The descent to Airolo

After strengthening myself, I went back outside to look around. But not for long, because the temperature is not at all pleasant up there. Our horses felt it too. For when we suddenly led them out of the warm stable into the cold again, they began to get wild and kick out with all fours; and when they heard the sound of a waterfall, of which there are countless, they could hardly be stopped. We were therefore obliged to lead them firmly by the bridle. In addition, there was a dense fog that settled on our clothes and caused an unpleasant chill on the skin. We had scarcely crossed the Tessin, which, like the Reuss on the other side, tumbles down from the summit in rumbling leaps, when we heard the thunderous roar of a falling avalanche, a sign that we were approaching the dreadful and extremely dangerous Val Tremola or were near Trummelntal.
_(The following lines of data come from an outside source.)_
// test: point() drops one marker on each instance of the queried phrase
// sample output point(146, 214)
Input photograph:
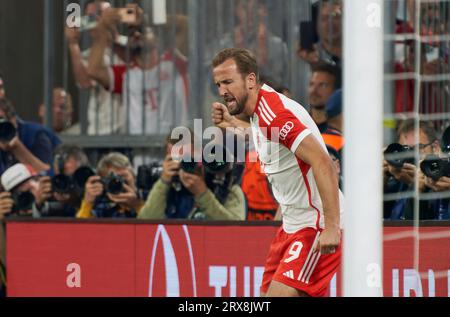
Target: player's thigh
point(277, 289)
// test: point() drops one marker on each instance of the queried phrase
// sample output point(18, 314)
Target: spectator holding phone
point(326, 43)
point(105, 112)
point(112, 192)
point(154, 88)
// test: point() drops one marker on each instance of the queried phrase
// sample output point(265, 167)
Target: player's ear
point(251, 80)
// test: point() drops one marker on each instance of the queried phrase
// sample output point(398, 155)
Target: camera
point(435, 167)
point(7, 131)
point(189, 166)
point(397, 155)
point(113, 184)
point(64, 184)
point(217, 159)
point(22, 201)
point(148, 175)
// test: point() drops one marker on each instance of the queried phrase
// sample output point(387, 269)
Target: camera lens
point(445, 141)
point(23, 201)
point(7, 131)
point(62, 184)
point(397, 155)
point(432, 167)
point(81, 176)
point(188, 167)
point(114, 184)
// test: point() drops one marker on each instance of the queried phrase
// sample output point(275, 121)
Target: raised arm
point(102, 36)
point(80, 71)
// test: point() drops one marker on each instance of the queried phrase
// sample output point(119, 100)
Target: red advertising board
point(133, 259)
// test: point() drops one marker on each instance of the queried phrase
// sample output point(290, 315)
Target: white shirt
point(279, 125)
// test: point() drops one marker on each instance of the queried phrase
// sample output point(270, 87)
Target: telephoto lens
point(435, 167)
point(62, 184)
point(217, 159)
point(7, 131)
point(81, 176)
point(189, 166)
point(397, 155)
point(114, 184)
point(22, 201)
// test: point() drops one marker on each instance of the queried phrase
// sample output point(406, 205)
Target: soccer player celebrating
point(306, 251)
You get there in forty-six turns and four tunnels, and once you’ve passed that place, you can move on safely and without danger. But just how dangerous he himself is can be seen from the fact that every book about Switzerland advises the traveller to avoid any noise, such as the belling of the horses, singing, even speaking, in order to get back as soon as possible to continue.

1850 – Airolo – in the distance Val Tremola

When we descended lower again, the fog did lift; but that started to rain and unfortunately it was quite cloudy so we couldn’t enjoy the view of the Ticino valley and the snowy mountains as much as we wished. So finally, after a long day’s march, we arrived fairly late in the evening at Airolo, the first Italian village in the canton of Ticino. We stopped at the “Post”. As the porter was in a state where he had lost all feeling for the static moment, we had to get our horses ourselves, but we were very glad to be settled.

Since our cash was near the end, we sat by the crackling fire in the hearth, proceeded to a serious consultation, on the basis of which we thought it best to write to my cousin in Milan immediately, and a real fire letter at that, so that he helps us get back on our feet all the faster. This was also immediately put into action by me: because my companion Henninger, although he had once been a sergeant with the Hessian Cavalry, “had little interest in such things”, as he put it. By the way, I wrote the letter in his name, because my cousin didn’t know I was coming with him. We wanted to receive the support fund requested in the letter poste restante in Bellinzona.

The first letter home

That same evening, I wrote to my dear homeland for the first time, which I really should have done long ago. On my departure from Mainz, I had instructed my relatives there to report to my parents the bad news of my daring venture as soon as I was happy on the steamboat. However, as I found out after my return, this had not happened, and so, hovering between fear and hope for a long time, they received this first letter from Airolo, in which I tried to comfort and calm them, since I was now after crossing the Gotthard, would be completely out of danger and would come home safely. Since it was then October 16, and I knew that the day of the great Battle of the Nations was my father’s birthday, I did not neglect to add my congratulations as a captatio benevolentiae; because I thought: that ends well, all is well.